Disclosure of Invention
In order to overcome the defects of the prior art, the invention aims to provide a chip positioning method based on a YOLOv3-tiny algorithm, an integrated positioning platform and a positioning method, and aims at industrial production practice, and the chip positioning and grabbing method can be used for positioning and grabbing chips by taking machine vision, deep learning and other theories as means, so that the chip rapid and accurate positioning in the chip packaging process is realized.

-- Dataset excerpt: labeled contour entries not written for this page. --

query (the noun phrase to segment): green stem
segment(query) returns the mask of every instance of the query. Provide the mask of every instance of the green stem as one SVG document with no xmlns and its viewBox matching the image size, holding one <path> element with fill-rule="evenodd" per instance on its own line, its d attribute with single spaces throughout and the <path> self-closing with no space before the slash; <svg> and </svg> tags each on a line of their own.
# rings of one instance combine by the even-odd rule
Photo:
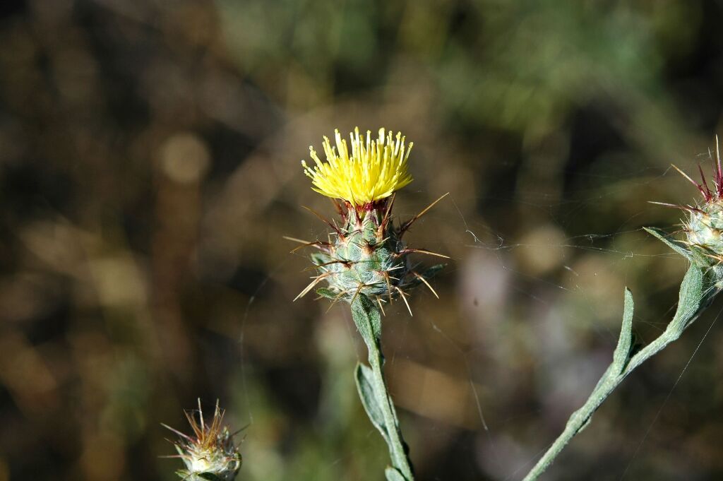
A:
<svg viewBox="0 0 723 481">
<path fill-rule="evenodd" d="M 379 308 L 368 297 L 359 294 L 351 303 L 351 317 L 369 350 L 371 368 L 356 366 L 356 386 L 369 420 L 389 446 L 393 468 L 388 468 L 388 481 L 414 481 L 411 463 L 402 438 L 399 420 L 384 381 L 384 355 L 381 349 L 382 320 Z"/>
<path fill-rule="evenodd" d="M 389 453 L 394 461 L 394 467 L 399 469 L 406 480 L 413 481 L 414 477 L 412 474 L 411 465 L 405 448 L 406 445 L 402 437 L 401 430 L 399 428 L 399 422 L 397 420 L 394 404 L 384 380 L 382 372 L 384 355 L 376 343 L 372 346 L 374 349 L 369 350 L 369 362 L 372 366 L 373 374 L 374 391 L 377 394 L 377 402 L 382 408 L 384 422 L 388 427 L 387 432 L 389 435 Z"/>
<path fill-rule="evenodd" d="M 613 356 L 612 363 L 603 374 L 590 397 L 582 407 L 573 413 L 562 434 L 550 446 L 523 481 L 536 480 L 555 461 L 562 449 L 590 422 L 593 414 L 615 391 L 620 383 L 640 365 L 680 337 L 698 315 L 710 305 L 720 286 L 711 285 L 706 279 L 703 269 L 691 265 L 680 285 L 677 310 L 665 331 L 657 339 L 633 355 L 632 345 L 633 297 L 625 291 L 625 312 L 620 331 L 620 339 Z"/>
</svg>

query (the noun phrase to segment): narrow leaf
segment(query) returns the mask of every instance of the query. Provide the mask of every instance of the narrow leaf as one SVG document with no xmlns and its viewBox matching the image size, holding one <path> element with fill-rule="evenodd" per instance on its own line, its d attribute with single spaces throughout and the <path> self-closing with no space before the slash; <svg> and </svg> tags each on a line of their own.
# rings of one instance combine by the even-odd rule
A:
<svg viewBox="0 0 723 481">
<path fill-rule="evenodd" d="M 643 229 L 654 237 L 664 242 L 666 245 L 690 262 L 694 261 L 693 256 L 690 255 L 690 251 L 685 248 L 685 244 L 680 241 L 669 239 L 667 233 L 664 231 L 656 229 L 655 227 L 643 227 Z"/>
<path fill-rule="evenodd" d="M 407 481 L 407 479 L 399 472 L 398 469 L 390 466 L 385 469 L 384 474 L 387 475 L 387 481 Z"/>
<path fill-rule="evenodd" d="M 666 331 L 682 332 L 692 321 L 703 301 L 704 275 L 703 269 L 691 264 L 680 284 L 678 308 Z"/>
<path fill-rule="evenodd" d="M 620 337 L 617 340 L 617 346 L 612 354 L 612 366 L 616 375 L 623 372 L 628 361 L 630 360 L 633 345 L 633 310 L 634 307 L 635 302 L 633 301 L 633 294 L 626 287 Z"/>
<path fill-rule="evenodd" d="M 369 352 L 372 352 L 372 346 L 378 346 L 382 337 L 382 316 L 379 307 L 369 297 L 360 294 L 351 303 L 351 317 L 369 347 Z"/>
<path fill-rule="evenodd" d="M 327 299 L 330 299 L 334 300 L 336 299 L 336 294 L 330 289 L 325 289 L 324 287 L 320 287 L 317 289 L 317 294 L 318 294 L 322 297 L 326 297 Z"/>
<path fill-rule="evenodd" d="M 362 404 L 364 405 L 367 415 L 388 444 L 389 435 L 384 422 L 384 414 L 382 414 L 382 408 L 377 401 L 379 396 L 375 392 L 372 369 L 361 362 L 357 363 L 354 378 L 356 380 L 356 388 L 359 390 L 359 399 L 362 399 Z"/>
</svg>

In order to achieve the above purpose, the technical scheme adopted by the invention is as follows:
the chip positioning method based on the YOLOv3-tiny algorithm comprises the following steps:
step 1), acquiring chip disc images, performing image preprocessing to expand the number and the types of picture sets, and labeling the preprocessed images;
step 2), inputting the data set marked in the step 1 into a Yolov3-tiny model to train the Yolov3-tiny network;
and 3) acquiring a chip disc image, and positioning a chip from the chip disc image by utilizing a trained YOLOv3-tiny network to acquire real-time coordinate information of the chip.

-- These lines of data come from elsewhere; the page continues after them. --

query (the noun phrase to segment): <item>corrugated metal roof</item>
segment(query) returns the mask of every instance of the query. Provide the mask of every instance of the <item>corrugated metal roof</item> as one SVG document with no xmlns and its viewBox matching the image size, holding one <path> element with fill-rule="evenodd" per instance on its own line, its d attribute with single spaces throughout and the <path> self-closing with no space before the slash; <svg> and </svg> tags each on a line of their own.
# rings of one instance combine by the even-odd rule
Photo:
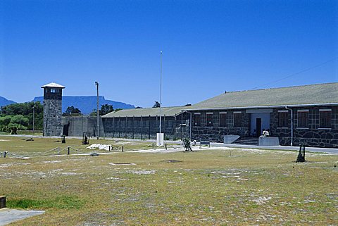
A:
<svg viewBox="0 0 338 226">
<path fill-rule="evenodd" d="M 49 84 L 46 84 L 45 85 L 43 85 L 41 87 L 42 88 L 46 88 L 46 87 L 54 87 L 54 88 L 61 88 L 61 89 L 65 89 L 65 87 L 63 85 L 61 85 L 60 84 L 57 84 L 55 82 L 51 82 Z"/>
<path fill-rule="evenodd" d="M 332 104 L 338 103 L 338 82 L 230 92 L 199 102 L 189 110 Z"/>
<path fill-rule="evenodd" d="M 182 110 L 187 107 L 162 107 L 161 115 L 165 116 L 174 116 L 182 113 Z M 111 112 L 102 118 L 113 118 L 113 117 L 156 117 L 160 115 L 160 108 L 133 108 L 124 109 L 116 112 Z"/>
</svg>

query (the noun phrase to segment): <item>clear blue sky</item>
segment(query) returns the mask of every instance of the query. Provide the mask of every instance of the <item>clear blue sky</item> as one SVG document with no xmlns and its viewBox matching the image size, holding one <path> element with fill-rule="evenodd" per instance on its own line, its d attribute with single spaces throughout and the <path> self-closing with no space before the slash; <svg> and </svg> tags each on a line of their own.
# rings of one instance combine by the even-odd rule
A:
<svg viewBox="0 0 338 226">
<path fill-rule="evenodd" d="M 0 1 L 0 96 L 64 95 L 142 107 L 196 103 L 338 57 L 337 1 Z M 338 80 L 338 60 L 261 88 Z"/>
</svg>

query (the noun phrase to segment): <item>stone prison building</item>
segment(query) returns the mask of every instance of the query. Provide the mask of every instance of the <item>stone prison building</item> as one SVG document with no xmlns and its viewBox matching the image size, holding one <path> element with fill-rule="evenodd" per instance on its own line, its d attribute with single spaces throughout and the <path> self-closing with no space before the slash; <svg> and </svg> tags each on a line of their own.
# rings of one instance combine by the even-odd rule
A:
<svg viewBox="0 0 338 226">
<path fill-rule="evenodd" d="M 223 142 L 234 135 L 235 144 L 258 144 L 269 130 L 280 145 L 338 147 L 337 82 L 225 92 L 192 106 L 161 108 L 161 115 L 165 139 Z M 110 113 L 101 118 L 100 136 L 156 139 L 159 115 L 158 108 Z M 82 123 L 80 132 L 69 130 L 69 135 L 94 131 L 95 123 Z M 72 126 L 70 120 L 63 125 Z"/>
</svg>

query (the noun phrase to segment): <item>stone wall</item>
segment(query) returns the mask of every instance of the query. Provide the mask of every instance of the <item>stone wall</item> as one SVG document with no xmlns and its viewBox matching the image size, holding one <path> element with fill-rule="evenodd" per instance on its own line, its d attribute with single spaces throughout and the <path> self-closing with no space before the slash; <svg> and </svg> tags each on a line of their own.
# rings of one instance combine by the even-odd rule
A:
<svg viewBox="0 0 338 226">
<path fill-rule="evenodd" d="M 320 128 L 320 109 L 331 109 L 331 128 Z M 310 146 L 338 147 L 338 106 L 293 108 L 294 146 L 306 144 Z M 278 110 L 275 108 L 270 116 L 271 135 L 280 137 L 281 145 L 291 144 L 291 111 L 288 113 L 287 127 L 278 127 Z M 308 128 L 298 126 L 297 111 L 308 110 Z"/>
<path fill-rule="evenodd" d="M 62 101 L 61 99 L 44 100 L 44 136 L 60 136 L 61 125 Z"/>
<path fill-rule="evenodd" d="M 320 128 L 320 109 L 331 109 L 331 127 Z M 278 137 L 281 145 L 290 145 L 291 143 L 291 115 L 289 111 L 288 125 L 285 127 L 278 127 L 278 111 L 285 111 L 284 108 L 273 108 L 270 114 L 270 135 Z M 308 128 L 298 127 L 297 111 L 308 110 Z M 220 127 L 220 112 L 227 112 L 226 127 Z M 250 113 L 242 110 L 242 126 L 234 127 L 234 111 L 194 111 L 201 113 L 201 126 L 194 126 L 192 117 L 192 139 L 209 139 L 211 142 L 223 142 L 224 135 L 235 134 L 241 137 L 250 135 Z M 206 123 L 206 113 L 213 113 L 213 126 Z M 293 108 L 294 113 L 294 140 L 293 145 L 299 146 L 306 144 L 310 146 L 338 148 L 338 106 Z"/>
<path fill-rule="evenodd" d="M 100 137 L 105 137 L 102 119 L 99 118 Z M 90 133 L 91 137 L 97 135 L 96 116 L 64 116 L 62 117 L 63 133 L 70 137 L 82 137 L 84 132 Z"/>
<path fill-rule="evenodd" d="M 242 126 L 234 126 L 234 111 L 241 112 Z M 220 126 L 220 112 L 227 112 L 226 127 Z M 201 113 L 201 126 L 193 126 L 192 129 L 192 139 L 200 141 L 208 139 L 214 142 L 223 142 L 224 135 L 239 135 L 247 137 L 250 134 L 250 114 L 242 111 L 199 111 Z M 213 113 L 213 126 L 207 126 L 206 113 Z M 195 125 L 194 113 L 192 125 Z"/>
</svg>

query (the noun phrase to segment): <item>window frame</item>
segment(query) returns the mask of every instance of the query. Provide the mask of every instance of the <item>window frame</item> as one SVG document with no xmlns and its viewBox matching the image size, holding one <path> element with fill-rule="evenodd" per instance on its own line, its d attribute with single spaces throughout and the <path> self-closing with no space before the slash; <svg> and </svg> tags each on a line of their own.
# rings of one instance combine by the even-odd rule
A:
<svg viewBox="0 0 338 226">
<path fill-rule="evenodd" d="M 213 113 L 212 112 L 207 112 L 206 113 L 206 127 L 213 127 Z M 211 117 L 211 118 L 209 118 L 209 117 Z"/>
<path fill-rule="evenodd" d="M 309 111 L 298 110 L 297 111 L 297 128 L 298 129 L 308 129 L 309 125 Z"/>
<path fill-rule="evenodd" d="M 327 125 L 323 125 L 323 113 L 330 113 L 327 118 Z M 331 129 L 332 127 L 332 113 L 331 109 L 319 109 L 319 127 L 318 129 Z"/>
<path fill-rule="evenodd" d="M 198 118 L 198 120 L 196 120 L 197 118 Z M 194 126 L 196 126 L 196 127 L 201 126 L 201 113 L 194 113 Z"/>
<path fill-rule="evenodd" d="M 239 117 L 237 118 L 236 115 L 239 115 Z M 234 127 L 242 127 L 242 111 L 234 111 Z M 238 122 L 239 121 L 239 122 Z M 239 124 L 237 124 L 239 123 Z"/>
<path fill-rule="evenodd" d="M 284 118 L 282 115 L 284 115 Z M 282 116 L 282 117 L 281 117 Z M 278 111 L 278 128 L 289 128 L 289 111 Z"/>
<path fill-rule="evenodd" d="M 223 118 L 221 115 L 223 115 L 224 118 Z M 227 126 L 227 113 L 226 111 L 220 112 L 220 127 L 226 127 Z M 222 118 L 224 120 L 223 123 L 221 123 L 223 122 Z"/>
</svg>

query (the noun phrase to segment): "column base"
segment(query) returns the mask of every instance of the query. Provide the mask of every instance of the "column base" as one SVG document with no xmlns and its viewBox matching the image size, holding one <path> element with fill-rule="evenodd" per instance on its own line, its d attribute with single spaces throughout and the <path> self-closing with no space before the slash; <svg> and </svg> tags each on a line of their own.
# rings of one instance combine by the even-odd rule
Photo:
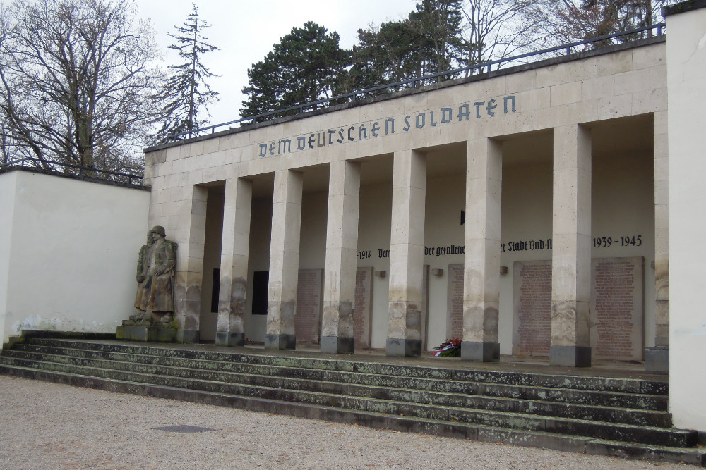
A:
<svg viewBox="0 0 706 470">
<path fill-rule="evenodd" d="M 296 350 L 297 337 L 294 335 L 265 335 L 265 350 Z"/>
<path fill-rule="evenodd" d="M 549 365 L 561 367 L 590 367 L 590 346 L 550 346 Z"/>
<path fill-rule="evenodd" d="M 216 332 L 216 346 L 244 346 L 245 333 L 230 333 L 229 331 Z"/>
<path fill-rule="evenodd" d="M 461 360 L 474 362 L 498 362 L 500 343 L 462 341 Z"/>
<path fill-rule="evenodd" d="M 421 341 L 388 338 L 385 354 L 393 357 L 421 357 Z"/>
<path fill-rule="evenodd" d="M 176 333 L 176 342 L 198 345 L 201 340 L 198 330 L 179 330 Z"/>
<path fill-rule="evenodd" d="M 669 373 L 669 348 L 645 348 L 645 371 L 647 373 Z"/>
<path fill-rule="evenodd" d="M 353 354 L 355 340 L 352 338 L 322 336 L 321 352 L 333 354 Z"/>
</svg>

In the step 1), the image preprocessing includes:
1.1 Rotating the image at different angles, including large and small angles;
1.2 Adjusting the exposure of the image, increasing the underexposed and overexposed image for the data set;
1.3 Increasing image common noise, including: gaussian noise, poisson noise, multiplicative noise, and pretzel noise.

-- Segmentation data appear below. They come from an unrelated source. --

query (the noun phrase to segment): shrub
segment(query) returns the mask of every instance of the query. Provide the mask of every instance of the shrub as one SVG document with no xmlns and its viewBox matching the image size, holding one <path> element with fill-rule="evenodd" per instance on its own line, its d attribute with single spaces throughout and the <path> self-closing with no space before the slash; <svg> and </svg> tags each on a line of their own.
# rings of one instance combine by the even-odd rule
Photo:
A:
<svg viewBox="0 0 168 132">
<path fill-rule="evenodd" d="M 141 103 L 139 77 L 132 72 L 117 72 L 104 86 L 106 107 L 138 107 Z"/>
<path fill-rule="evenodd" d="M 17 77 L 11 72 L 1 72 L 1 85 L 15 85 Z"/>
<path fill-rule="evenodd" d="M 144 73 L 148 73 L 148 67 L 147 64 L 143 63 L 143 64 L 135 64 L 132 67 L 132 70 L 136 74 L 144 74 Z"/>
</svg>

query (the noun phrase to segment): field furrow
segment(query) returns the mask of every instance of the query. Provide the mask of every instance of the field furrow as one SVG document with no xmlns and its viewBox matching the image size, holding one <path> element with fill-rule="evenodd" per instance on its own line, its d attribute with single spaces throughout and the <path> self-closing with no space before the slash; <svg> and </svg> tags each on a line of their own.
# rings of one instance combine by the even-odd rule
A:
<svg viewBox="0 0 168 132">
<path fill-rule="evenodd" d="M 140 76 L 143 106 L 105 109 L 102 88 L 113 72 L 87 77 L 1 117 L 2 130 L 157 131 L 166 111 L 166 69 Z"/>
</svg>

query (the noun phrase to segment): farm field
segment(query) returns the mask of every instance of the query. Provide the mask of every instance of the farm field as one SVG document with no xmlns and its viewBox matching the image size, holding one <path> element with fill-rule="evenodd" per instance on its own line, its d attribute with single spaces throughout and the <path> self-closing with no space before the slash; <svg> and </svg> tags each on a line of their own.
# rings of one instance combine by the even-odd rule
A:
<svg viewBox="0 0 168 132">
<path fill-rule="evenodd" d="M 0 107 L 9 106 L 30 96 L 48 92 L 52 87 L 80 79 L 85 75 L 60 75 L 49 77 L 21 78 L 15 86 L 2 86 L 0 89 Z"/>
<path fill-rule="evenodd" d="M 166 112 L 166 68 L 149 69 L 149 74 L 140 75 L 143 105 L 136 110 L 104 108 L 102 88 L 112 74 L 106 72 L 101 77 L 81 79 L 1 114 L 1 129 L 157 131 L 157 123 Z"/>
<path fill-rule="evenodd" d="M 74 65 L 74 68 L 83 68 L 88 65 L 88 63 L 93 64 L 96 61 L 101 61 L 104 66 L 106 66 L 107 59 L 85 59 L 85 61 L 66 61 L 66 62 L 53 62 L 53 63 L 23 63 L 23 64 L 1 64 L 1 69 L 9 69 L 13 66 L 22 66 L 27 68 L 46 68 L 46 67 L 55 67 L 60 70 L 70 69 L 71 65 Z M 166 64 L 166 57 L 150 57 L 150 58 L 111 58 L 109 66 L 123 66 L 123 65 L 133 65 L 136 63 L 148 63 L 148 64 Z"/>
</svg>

The expanded image set can effectively cope with various conditions of non-artificial rotation of a chip disc, illumination change, noise and the like in the image acquisition and transmission process existing in the production practice, thereby providing unified standards for the performance of a test algorithm.
In the step 1), the preprocessed image is marked by using LabelImg software.
In the step 2), compared with the YOLOv3-tiny model, the residual layer in the dark-53 is not used, the number of convolution layers is reduced, and the output is carried out only at two positions, so that the results with two different scales are finally obtained for detection.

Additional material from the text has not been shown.